FIELD OF THE INVENTIONThis invention relates to the field of semiconductor light emitting devices and techniques and, more particularly, to tilted charge light emitting devices and methods, including such devices and methods that have improved efficiency and manufacturability.
BACKGROUND OF THE INVENTIONIncluded in the background of the present invention are technologies relating to heterojunction bipolar transistors (HBTs, which are electrical tilted charge devices) and light-emitting transistors, transistor lasers, and tilted charge light-emitting diodes (respectively, LETs, TLs, and TCLEDs, all of which are optical tilted charge devices). A tilted charge device gets its name from the energy diagram characteristic in the device's base region, which has, approximately, a descending ramp shape from the emitter interface to the collector (or drain, for a two terminal device) interface. This represents a tilted charge population of carriers that are in dynamic flow—“fast” carriers recombine, and “slow” carriers exit via the collector (or drain).
Regarding optical tilted charge devices and techniques, which typically employ one or more quantum size regions in the device's base region, reference can be made, for example, to U.S. Pat. Nos. 7,091,082, 7,286,583, 7,354,780, 7,535,034, 7,693,195, 7,696,536, 7,711,015, 7,813,396, 7,888,199, 7,888,625, 7,953,133, 7,998,807, 8,005,124, 8,179,937, 8,179,939, 8,494,375, and 8,509,274; U.S. Patent Application Publication Numbers US2005/0040432, US2005/0054172, US2008/0240173, US2009/0134939, US2010/0034228, US2010/0202483, US2010/0202484, US2010/0272140, US2010/0289427, US2011/0150487, and US2012/0068151; and to PCT International Patent Publication Numbers WO/2005/020287 and WO/2006/093883 as well as to the publications referenced in U.S. Patent Application Publication Number US2012/0068151.
An optical tilted charge device includes an active region with built-in free majority carriers of one polarity. At one input to this active region, a single species of minority carriers of opposite polarity are injected and allowed to diffuse across the active region. This active region has features that enable and enhance the conduction of majority carriers and the radiative recombination of minority carriers. On the output side of the region, minority carriers are then collected, drained, depleted or recombined by a separate and faster mechanism.
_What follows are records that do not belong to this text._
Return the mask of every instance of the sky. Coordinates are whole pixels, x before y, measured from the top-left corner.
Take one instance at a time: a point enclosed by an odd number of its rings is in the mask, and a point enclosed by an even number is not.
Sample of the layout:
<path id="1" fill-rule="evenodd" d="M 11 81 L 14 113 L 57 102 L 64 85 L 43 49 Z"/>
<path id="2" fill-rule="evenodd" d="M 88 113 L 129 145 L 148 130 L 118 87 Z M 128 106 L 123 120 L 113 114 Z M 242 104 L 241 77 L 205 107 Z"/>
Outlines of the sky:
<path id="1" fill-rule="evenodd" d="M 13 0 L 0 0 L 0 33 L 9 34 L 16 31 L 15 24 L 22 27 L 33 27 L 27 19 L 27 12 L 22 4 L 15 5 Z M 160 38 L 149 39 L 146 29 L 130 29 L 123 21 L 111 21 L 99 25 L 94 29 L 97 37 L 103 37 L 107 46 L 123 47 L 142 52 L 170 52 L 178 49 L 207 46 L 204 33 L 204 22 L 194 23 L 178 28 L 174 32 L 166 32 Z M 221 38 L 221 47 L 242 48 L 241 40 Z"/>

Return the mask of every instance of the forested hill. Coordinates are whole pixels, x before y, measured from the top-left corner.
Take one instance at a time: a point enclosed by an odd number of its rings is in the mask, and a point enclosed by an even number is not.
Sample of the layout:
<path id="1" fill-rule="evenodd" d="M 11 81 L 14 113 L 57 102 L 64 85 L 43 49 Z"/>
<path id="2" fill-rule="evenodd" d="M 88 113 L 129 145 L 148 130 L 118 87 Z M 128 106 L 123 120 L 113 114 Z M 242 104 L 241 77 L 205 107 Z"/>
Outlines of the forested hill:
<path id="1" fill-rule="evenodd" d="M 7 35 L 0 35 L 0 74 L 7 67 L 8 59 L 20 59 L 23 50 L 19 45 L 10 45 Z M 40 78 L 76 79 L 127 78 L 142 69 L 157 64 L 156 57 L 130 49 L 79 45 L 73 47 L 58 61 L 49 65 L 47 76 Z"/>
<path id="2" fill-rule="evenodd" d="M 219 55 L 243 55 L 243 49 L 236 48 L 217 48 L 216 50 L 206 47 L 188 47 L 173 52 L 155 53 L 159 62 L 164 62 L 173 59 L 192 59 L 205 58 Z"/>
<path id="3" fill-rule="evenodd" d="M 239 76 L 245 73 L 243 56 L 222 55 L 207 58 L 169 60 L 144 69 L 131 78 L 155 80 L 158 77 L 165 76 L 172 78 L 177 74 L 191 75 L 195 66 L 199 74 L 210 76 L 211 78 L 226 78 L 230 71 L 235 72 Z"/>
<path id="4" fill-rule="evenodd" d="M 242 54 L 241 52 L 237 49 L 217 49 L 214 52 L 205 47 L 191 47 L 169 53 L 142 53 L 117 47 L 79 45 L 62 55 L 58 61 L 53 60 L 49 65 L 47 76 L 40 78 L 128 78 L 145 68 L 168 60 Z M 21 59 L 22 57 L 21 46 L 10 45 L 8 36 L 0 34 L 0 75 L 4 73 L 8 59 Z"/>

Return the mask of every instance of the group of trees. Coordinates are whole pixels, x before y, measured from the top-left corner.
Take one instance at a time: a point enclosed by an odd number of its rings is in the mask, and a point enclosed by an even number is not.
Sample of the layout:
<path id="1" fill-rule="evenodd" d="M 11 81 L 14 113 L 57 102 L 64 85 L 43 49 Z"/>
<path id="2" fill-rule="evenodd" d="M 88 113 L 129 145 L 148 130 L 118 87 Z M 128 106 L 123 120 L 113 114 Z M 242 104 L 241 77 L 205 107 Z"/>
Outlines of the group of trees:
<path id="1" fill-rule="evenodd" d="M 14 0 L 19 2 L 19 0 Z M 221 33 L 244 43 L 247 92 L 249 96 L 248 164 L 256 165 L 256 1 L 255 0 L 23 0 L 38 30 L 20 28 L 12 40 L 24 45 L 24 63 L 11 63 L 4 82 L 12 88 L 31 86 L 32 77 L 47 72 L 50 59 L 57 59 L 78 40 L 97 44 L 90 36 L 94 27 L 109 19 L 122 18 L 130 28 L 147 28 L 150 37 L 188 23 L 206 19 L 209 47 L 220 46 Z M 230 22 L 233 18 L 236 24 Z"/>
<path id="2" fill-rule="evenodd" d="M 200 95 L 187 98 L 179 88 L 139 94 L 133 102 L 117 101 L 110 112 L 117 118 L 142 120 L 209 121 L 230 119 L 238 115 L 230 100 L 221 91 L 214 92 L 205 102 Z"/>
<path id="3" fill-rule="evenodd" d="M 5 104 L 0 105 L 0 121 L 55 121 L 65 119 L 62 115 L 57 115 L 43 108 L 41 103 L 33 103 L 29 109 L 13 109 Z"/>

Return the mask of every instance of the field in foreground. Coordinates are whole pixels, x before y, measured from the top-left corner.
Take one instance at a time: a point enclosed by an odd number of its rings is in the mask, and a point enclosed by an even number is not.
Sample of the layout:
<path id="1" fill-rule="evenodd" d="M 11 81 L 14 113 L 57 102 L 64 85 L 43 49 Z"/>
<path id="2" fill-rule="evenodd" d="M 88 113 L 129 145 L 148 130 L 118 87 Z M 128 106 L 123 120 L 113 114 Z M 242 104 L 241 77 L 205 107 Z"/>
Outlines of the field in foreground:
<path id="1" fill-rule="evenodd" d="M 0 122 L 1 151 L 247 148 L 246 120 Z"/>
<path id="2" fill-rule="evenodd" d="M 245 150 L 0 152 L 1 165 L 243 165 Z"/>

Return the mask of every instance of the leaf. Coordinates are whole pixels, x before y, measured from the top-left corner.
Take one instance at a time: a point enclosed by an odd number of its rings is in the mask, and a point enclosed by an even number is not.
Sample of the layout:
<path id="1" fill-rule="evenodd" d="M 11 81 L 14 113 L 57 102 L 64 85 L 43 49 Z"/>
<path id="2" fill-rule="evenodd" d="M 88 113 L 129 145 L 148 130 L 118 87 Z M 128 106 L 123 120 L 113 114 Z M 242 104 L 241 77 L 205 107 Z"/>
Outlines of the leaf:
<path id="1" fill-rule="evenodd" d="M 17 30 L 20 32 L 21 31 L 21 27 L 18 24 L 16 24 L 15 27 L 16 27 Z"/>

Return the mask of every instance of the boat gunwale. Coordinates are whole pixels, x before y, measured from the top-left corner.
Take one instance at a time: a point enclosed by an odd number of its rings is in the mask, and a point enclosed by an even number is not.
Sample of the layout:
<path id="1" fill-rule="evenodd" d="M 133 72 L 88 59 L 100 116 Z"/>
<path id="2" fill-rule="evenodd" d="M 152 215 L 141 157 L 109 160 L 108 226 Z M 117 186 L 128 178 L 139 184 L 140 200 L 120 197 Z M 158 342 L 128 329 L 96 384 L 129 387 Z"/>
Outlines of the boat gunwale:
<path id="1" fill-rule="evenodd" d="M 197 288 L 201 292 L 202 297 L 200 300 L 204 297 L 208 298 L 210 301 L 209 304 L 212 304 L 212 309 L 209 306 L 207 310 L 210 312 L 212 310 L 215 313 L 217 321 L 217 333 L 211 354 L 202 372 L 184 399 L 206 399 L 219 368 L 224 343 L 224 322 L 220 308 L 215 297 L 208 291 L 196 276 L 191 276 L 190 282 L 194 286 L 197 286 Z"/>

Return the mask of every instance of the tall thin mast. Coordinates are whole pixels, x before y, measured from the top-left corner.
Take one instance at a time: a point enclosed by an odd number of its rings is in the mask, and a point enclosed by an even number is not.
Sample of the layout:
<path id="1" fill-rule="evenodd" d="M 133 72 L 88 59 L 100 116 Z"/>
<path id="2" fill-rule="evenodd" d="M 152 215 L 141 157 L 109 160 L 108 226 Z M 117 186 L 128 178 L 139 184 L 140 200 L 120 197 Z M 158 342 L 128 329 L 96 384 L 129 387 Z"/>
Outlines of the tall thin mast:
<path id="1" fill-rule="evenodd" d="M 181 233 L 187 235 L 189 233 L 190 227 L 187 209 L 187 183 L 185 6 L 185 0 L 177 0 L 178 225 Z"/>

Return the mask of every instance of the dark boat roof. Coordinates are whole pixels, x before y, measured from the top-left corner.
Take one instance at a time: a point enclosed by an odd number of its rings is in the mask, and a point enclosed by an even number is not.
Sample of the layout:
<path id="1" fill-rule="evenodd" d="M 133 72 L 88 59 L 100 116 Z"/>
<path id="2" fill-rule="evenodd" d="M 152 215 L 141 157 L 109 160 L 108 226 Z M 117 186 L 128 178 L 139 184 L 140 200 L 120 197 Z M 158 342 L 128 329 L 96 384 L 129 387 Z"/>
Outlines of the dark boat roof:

Electrical contacts are coupled to this full-featured region.
An optical tilted charge diode, in certain applications, enables more uniform current distribution. However, due to the diode configuration of the device, its electrical input impedance is generally too low for efficient driving; that is, much less than the typically required 50 ohms.
A quantum well optical tilted charge transistor (e.g. a light-emitting transistor), offers two port capabilities which a diode tilted charge device lacks. An optical tilted charge transistor can therefore be biased at relatively higher input impedance (e.g. base input in a common emitter configuration) leading to a device that is easier to operate. However, the incorporation of the quantum well structure in the base of an optical tilted charge transistor results in low electrical gain (lc/lb), lower electrical speed (ft) and more serious emitter crowding related issues. The lower gain and lower ft limits the usability of its electrical output port.
It is among the objects of the present invention to address these and other limitations of prior art approaches regarding tilted charge light-emitting devices. It is also among the objectives hereof to devise improved light-emitting semiconductor devices and techniques.
SUMMARY OF THE INVENTIONIn accordance with an embodiment of a first form of the invention, a method is set forth for producing light emission, comprising the following steps: providing a layered semiconductor structure that includes a collector region, a first base region, a first emitter region, a coupling region, a second base region, and a second emitter region; providing a quantum size region within said second base region; and applying electrical signals with respect to said second emitter region, said first base region and said collector region, to produce light emission from said second base region. In a disclosed embodiment of this form of the invention, the step of providing a coupling region comprises providing an electrical drain/coupler selected from the group consisting of a zener diode, a backward diode, a resonant tunneling diode, and an esaki diode. In another disclosed embodiment of this form of the invention, the step of providing said layered semiconductor structure comprises depositing arsenic based III-V semiconductor materials for said collector region, said first base region, said first emitter region, said coupling region, said second base region, and said second emitter region. Alternatively, lattice matched wide band gap phosphide based layers can be used for at least one of said first or second emitter regions. In another embodiment of this form of the invention, there is further provided a quantum size region in said first base region such that said collector region, said first base region, and said first emitter region operates as a further light-emitter in response to said application of electrical signals with respect to said second emitter region, said first base region, and said collector region.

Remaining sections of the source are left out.